We used a large cohort of TB patients from 16 countries across six continents where whole-genome sequences for each isolate and associated phenotype to anti-TB drugs were obtained using drug susceptibility testing recommended by the World Health Organization. We then proposed an end-to-end multi-task model with deep denoising auto-encoder (DeepAMR) for multiple drug classification and developed DeepAMR_cluster, a clustering variant based on DeepAMR, for learning clusters in latent space of the data. The results showed that DeepAMR outperformed baseline model and four machine learning models with mean AUROC from 94.4% to 98.7% for predicting resistance to four first-line drugs [i.e. isoniazid (INH), ethambutol (EMB), rifampicin (RIF), pyrazinamide (PZA)], multi-drug resistant TB (MDR-TB) and pan-susceptible TB (PANS-TB: MTB that is susceptible to all four first-line anti-TB drugs). In the case of INH, EMB, PZA and MDR-TB, DeepAMR achieved its best mean sensitivity of 94.3%, 91.5%, 87.3% and 96.3%, respectively. While in the case of RIF and PANS-TB, it generated 94.2% and 92.2% sensitivity, which were lower than baseline model by 0.7% and 1.9%, respectively. t-SNE visualization shows that DeepAMR_cluster captures lineage-related clusters in the latent space.

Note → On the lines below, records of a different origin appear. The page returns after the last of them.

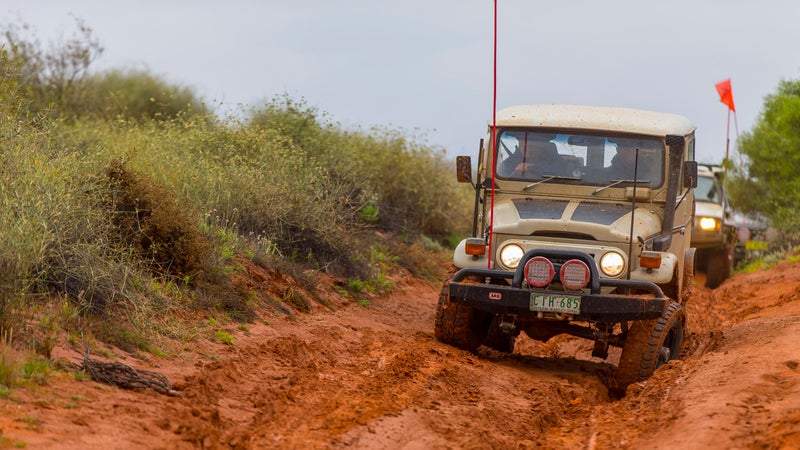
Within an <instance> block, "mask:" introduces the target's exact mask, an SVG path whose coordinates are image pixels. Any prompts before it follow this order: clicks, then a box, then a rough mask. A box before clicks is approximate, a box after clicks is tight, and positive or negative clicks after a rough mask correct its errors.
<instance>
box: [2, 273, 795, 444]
mask: <svg viewBox="0 0 800 450" xmlns="http://www.w3.org/2000/svg"><path fill="white" fill-rule="evenodd" d="M697 285H698V287H696V288H695V295H694V297H693V298H692V299H691V301H690V303H689V304H688V314H687V317H688V329H689V331H690V333H691V335H690V337H689V339H688V342H687V345H686V348H685V355H684V358H683V359H682V360H679V361H673V362H670V363H669V364H668V365H666V366H664V367H662V368H661V369H659V370H658V371H657V372H656V373H655V375H654V376H653V377H652V378H651V379H649V380H648V381H646V382H642V383H637V384H634V385H632V386H631V387H630V388H629V389H628V394H627V396H626V397H625V398H623V399H613V398H610V397H609V394H608V391H607V389H606V387H605V385H604V384H603V383H602V377H603V376H606V375H605V374H607V373H608V370H607V369H608V367H609V366H608V364H609V362H607V361H601V360H597V359H593V358H591V357H590V353H591V345H589V344H588V343H585V342H583V341H581V340H578V339H575V338H569V337H556V338H554V339H552V340H551V341H550V342H548V343H547V344H541V343H538V342H535V341H532V340H529V339H520V340H519V341H518V346H517V350H515V353H514V354H511V355H503V354H500V353H496V352H493V351H491V350H486V349H483V348H482V349H481V350H479V352H478V354H470V353H468V352H464V351H461V350H458V349H455V348H452V347H449V346H447V345H444V344H441V343H439V342H437V341H436V340H435V339H434V337H433V333H432V329H433V316H434V309H435V304H436V297H437V295H438V291H439V286H438V285H433V284H428V283H425V282H421V281H419V280H413V279H410V278H406V279H402V280H398V289H397V291H396V293H394V294H393V295H391V296H389V297H386V298H374V299H372V300H371V302H370V305H369V306H360V305H358V304H355V303H352V302H347V301H346V300H343V299H341V298H337V297H335V296H333V295H332V296H331V297H330V298H329V301H330V302H331V303H332V304H334V305H336V308H334V310H329V309H328V308H325V307H323V306H319V307H317V308H315V310H314V311H313V312H312V313H310V314H303V315H299V316H298V317H297V318H296V320H290V319H288V318H286V317H277V316H274V317H268V318H267V320H266V321H265V322H266V323H264V322H259V323H258V324H255V325H253V326H251V327H250V328H249V330H247V331H238V332H236V333H235V334H234V345H230V346H226V345H223V344H219V343H213V342H210V341H204V340H201V341H198V342H195V343H192V347H191V348H187V349H186V351H185V352H184V353H182V355H181V357H179V358H175V359H164V358H159V357H155V356H151V357H150V358H149V359H146V360H142V359H134V358H132V357H121V358H120V359H119V360H118V361H120V362H123V363H126V364H129V365H131V366H133V367H137V368H142V369H147V370H152V371H157V372H160V373H163V374H164V375H166V376H167V377H168V378H169V379H170V380H172V382H173V384H174V387H175V389H176V390H178V391H179V392H180V393H181V395H182V396H181V397H170V396H166V395H162V394H159V393H156V392H154V391H151V390H140V391H125V390H120V389H116V388H112V387H109V386H106V385H102V384H98V383H94V382H86V381H76V380H75V379H74V378H73V377H71V376H69V375H66V374H56V375H52V376H51V377H50V381H49V383H48V385H46V386H42V387H37V388H34V389H29V390H15V391H13V392H12V393H11V395H10V396H9V397H8V398H0V430H1V431H0V447H2V446H7V447H12V446H15V445H26V446H27V447H28V448H76V449H77V448H81V449H87V448H103V449H106V448H137V449H138V448H165V449H167V448H168V449H174V448H333V449H337V448H358V449H362V448H368V449H383V448H386V449H397V448H403V449H449V448H469V449H479V448H480V449H482V448H486V449H490V448H491V449H503V448H533V447H537V448H554V449H555V448H558V449H561V448H576V449H577V448H579V449H585V448H597V449H604V448H656V449H659V448H664V449H666V448H670V449H672V448H688V449H693V448H696V449H706V448H800V340H798V339H797V337H798V336H800V265H798V264H790V263H782V264H780V265H778V266H776V267H774V268H773V269H771V270H769V271H765V272H761V273H756V274H749V275H739V276H736V277H735V278H733V279H732V280H729V281H728V282H726V283H725V284H723V285H722V286H721V287H720V288H718V289H716V290H714V291H709V290H706V289H704V288H702V287H700V286H701V285H702V283H697ZM59 351H60V355H61V356H63V357H66V358H69V359H73V360H74V359H76V358H79V357H80V355H79V354H77V353H76V352H74V351H71V350H68V349H66V348H61V349H60V350H59ZM612 359H613V355H612V357H611V358H610V360H612Z"/></svg>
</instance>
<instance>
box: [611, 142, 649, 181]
mask: <svg viewBox="0 0 800 450" xmlns="http://www.w3.org/2000/svg"><path fill="white" fill-rule="evenodd" d="M637 151H638V152H637ZM637 153H638V157H639V161H638V165H637V161H636V157H637ZM656 163H657V161H653V158H652V154H651V152H646V151H644V150H642V149H640V148H639V147H637V146H635V145H626V144H625V143H619V142H618V143H617V154H616V155H614V157H613V158H612V159H611V165H610V166H608V169H607V170H606V173H605V175H606V178H607V179H608V180H609V181H615V180H633V177H634V172H635V174H636V178H637V179H638V180H639V181H658V180H654V179H653V178H652V175H653V167H652V164H656Z"/></svg>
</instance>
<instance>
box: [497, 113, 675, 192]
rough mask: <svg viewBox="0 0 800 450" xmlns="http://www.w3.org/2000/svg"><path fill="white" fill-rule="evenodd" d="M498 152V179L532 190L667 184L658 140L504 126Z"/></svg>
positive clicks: (663, 158)
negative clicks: (546, 184)
mask: <svg viewBox="0 0 800 450" xmlns="http://www.w3.org/2000/svg"><path fill="white" fill-rule="evenodd" d="M495 152H496V153H495V158H496V176H497V178H498V179H500V180H509V181H522V182H525V183H526V185H527V186H530V185H532V184H533V185H538V184H541V183H542V182H544V183H547V184H569V185H584V186H593V187H605V188H606V189H607V188H609V187H618V188H625V187H629V186H632V185H633V184H634V183H633V180H634V179H636V181H637V182H636V184H637V186H639V187H648V188H651V189H656V188H659V187H661V186H663V185H664V183H665V172H666V170H665V165H666V154H667V148H666V145H665V142H664V139H663V138H661V137H657V136H648V135H634V134H622V133H610V132H602V131H583V130H572V129H570V130H564V129H546V128H530V127H525V128H521V127H503V128H498V129H497V130H496V142H495ZM619 153H621V154H620V155H619V157H618V158H617V160H616V161H615V157H617V154H619ZM623 154H626V155H628V160H627V161H624V159H625V158H624V155H623ZM637 156H638V161H637V159H636V158H637ZM622 163H626V164H625V165H621V164H622ZM624 180H631V181H624ZM620 181H621V182H620ZM612 184H613V186H609V185H612Z"/></svg>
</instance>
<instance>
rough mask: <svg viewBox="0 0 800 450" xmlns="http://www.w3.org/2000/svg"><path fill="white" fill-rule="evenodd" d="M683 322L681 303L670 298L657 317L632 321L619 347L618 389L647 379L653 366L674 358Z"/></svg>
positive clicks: (651, 374)
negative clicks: (638, 320)
mask: <svg viewBox="0 0 800 450" xmlns="http://www.w3.org/2000/svg"><path fill="white" fill-rule="evenodd" d="M685 322H686V316H685V314H684V310H683V307H682V306H681V305H679V304H678V303H675V302H670V304H669V306H668V307H667V310H666V311H665V312H664V314H662V315H661V317H660V318H658V319H655V320H641V321H636V322H633V324H632V325H631V328H630V330H629V331H628V336H627V338H626V339H625V344H624V346H623V347H622V356H621V357H620V361H619V367H618V368H617V377H616V379H617V389H618V390H620V391H621V392H624V391H625V388H626V387H627V386H628V385H629V384H631V383H635V382H637V381H642V380H646V379H647V378H649V377H650V376H651V375H652V374H653V372H655V370H656V369H658V368H659V367H661V366H663V365H664V364H666V363H667V362H669V361H671V360H673V359H677V358H678V357H679V356H680V352H681V343H682V342H683V331H684V327H685Z"/></svg>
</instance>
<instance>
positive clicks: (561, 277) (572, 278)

The details of source code are provided at http://www.robots.ox.ac.uk/∼davidc/code.php.
Supplementary data are available at Bioinformatics online.
一线抗结核 (TB) 药物的耐药性共存是一种常见现象。现有的基于分枝杆菌 (MTB) 遗传数据分析的方法已经能够预测 MTB 对个别药物的耐药性,但没有考虑耐药性共存,也无法捕捉与谱系相对应的基因组数据的潜在结构。
我们使用了来自六大洲 16 个国家的大量结核病患者队列,这些患者的全基因组序列是使用世界卫生组织推荐的抗结核药物药敏试验获得的。然后,我们提出了一个端到端的多任务模型,该模型使用深度去噪自动编码器 (DeepAMR) 进行多种药物分类,并开发了 DeepAMR_cluster,这是一种基于 DeepAMR 的聚类变体,用于学习数据潜在空间中的聚类。结果表明,DeepAMR 优于基线模型和其他四个机器学习模型,其对四种一线药物(即异烟肼 (INH)、乙胺丁醇 (EMB)、利福平 (RIF)、吡嗪酰胺 (PZA))、耐多药结核病 (MDR-TB) 和全敏感结核病 (PANS-TB:对四种一线抗结核药物均敏感的 MTB) 的预测耐药性的平均 AUROC 从 94.4%到 98.7%不等。在 INH、EMB、PZA 和 MDR-TB 的情况下,DeepAMR 分别实现了其最佳的平均敏感性 94.3%、91.5%、87.3%和 96.3%。而在 RIF 和 PANS-TB 的情况下,它生成的敏感性分别为 94.2%和 92.2%,比基线模型低 0.7%和 1.9%。t-SNE 可视化显示,DeepAMR_cluster 在潜在空间中捕获了与谱系相关的聚类。
源代码的详细信息在 http://www.robots.ox.ac.uk/∼davidc/code.php 提供。
补充数据可在《生物信息学》在线获取。